Administration Vehicle. Given the increasing popularity of internet surveys in the US, is

the SDS-17 valid not only in the traditional group administration via paper and pencil

booklets but also in the online environment? Differences in SDR can occur between

online and paper and pencil (e.g., Pettit, 2002), and between responding alone or in a

group (e.g., Richman, Kiesler, Weisband, & Drasgow, 1999). Although such studies

have not yielded entirely consistent results (Hancock & Flowers, 2001), a conservative

approach would be to validate the SDS-17 separately for group paper and pencil and for

online administration.

Demographic Differences. In the US, do SDS-17 scores vary with one’s demographic

characteristics? Stober (2001) found in Germany that scores increased with age, but were

unrelated to gender. In the US are there differences associated not only with age and

gender but also with other key variables, notably education, employment status, income,

or marital status?

Overview of Studies

Study 1, based on group administration of a print questionnaire to a university

student sample, asked whether SDS-17 scores are higher when individuals attempt to

answer in a socially desirable manner (Fake Good condition) than when responding in a

typical test administration (Standard condition) and whether both are higher than when

respondents are asked to respond with frank and open answers (Honest condition). Study

2 asked whether the increase in SDS-17 scores under Fake Good conditions occurs

among post-college-age adults taking part in an online survey. Both Studies 1 and 2

assessed the SDS-17’s convergent validity by asking whether it correlates with the MC

scale. In Study 3, university students again responded to a print questionnaire in a group

11

administration. Included in the booklet were the IM and SDE subscales of the Paulhus

BIDR (1994) as well as the MC scale. Again, responses were obtained under two

conditions, Fake Good and Standard.

Predictions

Validity of the SDS-17 as an index of SDR in general and SDB in particular

would be indicated if, first, in all three studies the SDS-17 scores were higher under Fake

Good than under Standard conditions and if, second, in Study 1 scores in both the Fake

Good and Standard conditions were higher than those in the Honest condition. Third,

validity as an index of SDR (but not necessarily of SDB) would be suggested if SDS-17

scores correlated positively with Marlowe-Crowne scores in all conditions in all three

studies, although the correlations under Fake Good conditions may be less reflective of

the scale’s construct validity than would be the correlations in the Standard or Honest

conditions (cf. Pauls & Crost, 2004). Fourth, a stronger correlation of the SDS-17 with

the Impression Management than with the Self Deceptive Enhancement scales would

support the Stober conceptualization of the SDS-17 as an index of SDB. Fifth, while

there was no compelling basis for offering a prediction, it was asked whether SDS-17

scores varied systematically with one’s demographic characteristics.

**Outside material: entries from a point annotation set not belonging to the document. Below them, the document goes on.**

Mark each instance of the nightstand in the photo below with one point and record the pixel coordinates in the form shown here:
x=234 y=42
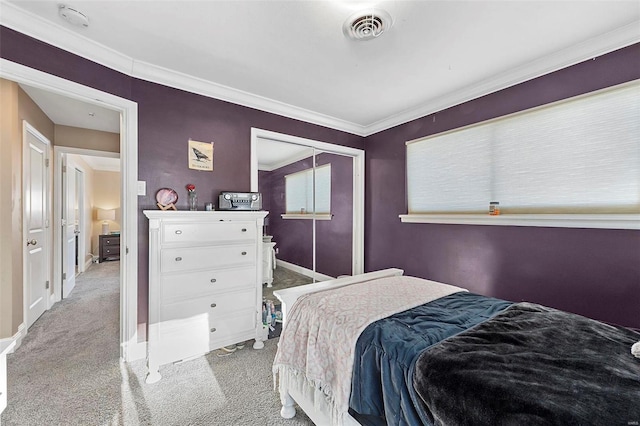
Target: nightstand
x=109 y=247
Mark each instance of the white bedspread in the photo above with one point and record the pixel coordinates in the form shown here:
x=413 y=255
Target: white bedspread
x=320 y=335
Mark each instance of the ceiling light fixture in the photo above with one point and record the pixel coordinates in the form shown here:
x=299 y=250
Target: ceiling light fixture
x=367 y=25
x=73 y=16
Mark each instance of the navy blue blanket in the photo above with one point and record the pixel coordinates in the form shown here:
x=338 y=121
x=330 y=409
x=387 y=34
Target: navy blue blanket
x=386 y=352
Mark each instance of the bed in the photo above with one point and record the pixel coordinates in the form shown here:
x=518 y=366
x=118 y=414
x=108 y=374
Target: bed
x=382 y=348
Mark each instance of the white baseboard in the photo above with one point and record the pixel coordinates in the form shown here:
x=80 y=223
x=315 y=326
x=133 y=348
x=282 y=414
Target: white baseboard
x=304 y=271
x=135 y=351
x=22 y=331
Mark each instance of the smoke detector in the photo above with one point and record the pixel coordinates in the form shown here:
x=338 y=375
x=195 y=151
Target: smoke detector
x=367 y=25
x=73 y=16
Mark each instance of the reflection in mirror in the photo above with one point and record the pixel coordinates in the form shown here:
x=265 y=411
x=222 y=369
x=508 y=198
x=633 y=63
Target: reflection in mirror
x=309 y=196
x=334 y=237
x=293 y=238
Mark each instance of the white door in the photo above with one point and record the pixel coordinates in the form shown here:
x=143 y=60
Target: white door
x=80 y=222
x=69 y=227
x=35 y=223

Selection of Validation Measures

The MC scale, 33 true-false items balanced for positive and negative wording,

was used to establish convergent validity of the SDS-17 as a measure of the SDR because

the MC is the most widely employed indicator of SDR (Beretvas et al., 2002). Due to its

multidimensionality (e.g., Ellingson et al., 1999; Helmes & Holden, 2003), among other

factors (Barger, 2002), the MC cannot be construed as a measure purely of SDB.

12

Despite challenges to the BIDR’s validity as an index of SDB (e.g., Helmes &

Holden, 2003), the version 6 IM and SDE subscales were used because: a) the IM

dimension represents the construct underlying the SDS-17, as demonstrated by Stober’s

(2001) use of it to assess the construct validity of the SDS-17; b) the IM-SDE distinction

is used in numerous settings (cf. Ellingson et al., 1999); c) a body of some research does

support its assumptions (e.g., Hancock & Flowers, 2001; Musch, Brockhaus, & Broeder,

2002); and d) as noted earlier, there is a dearth of measures of the SDB construct that

have been widely used and successfully validated as an index uniquely measuring SDB.

Both the 10 item IM subscale (e.g., “I sometimes tell lies if I have to”) and the 10 item

SDE subscale (e.g., “I have always been honest with myself”) have a true-false response

format and are balanced for positively and negatively worded statements.

Method

Study 1

Subjects. Undergraduate students (n=327) enrolled in psychology and communication

courses at a larger Midwestern urban university (n=252) and at a smaller residential

college (n=75) were offered course credit for participation in a survey of their shopping

behavior and of their orientation toward a variety of issues.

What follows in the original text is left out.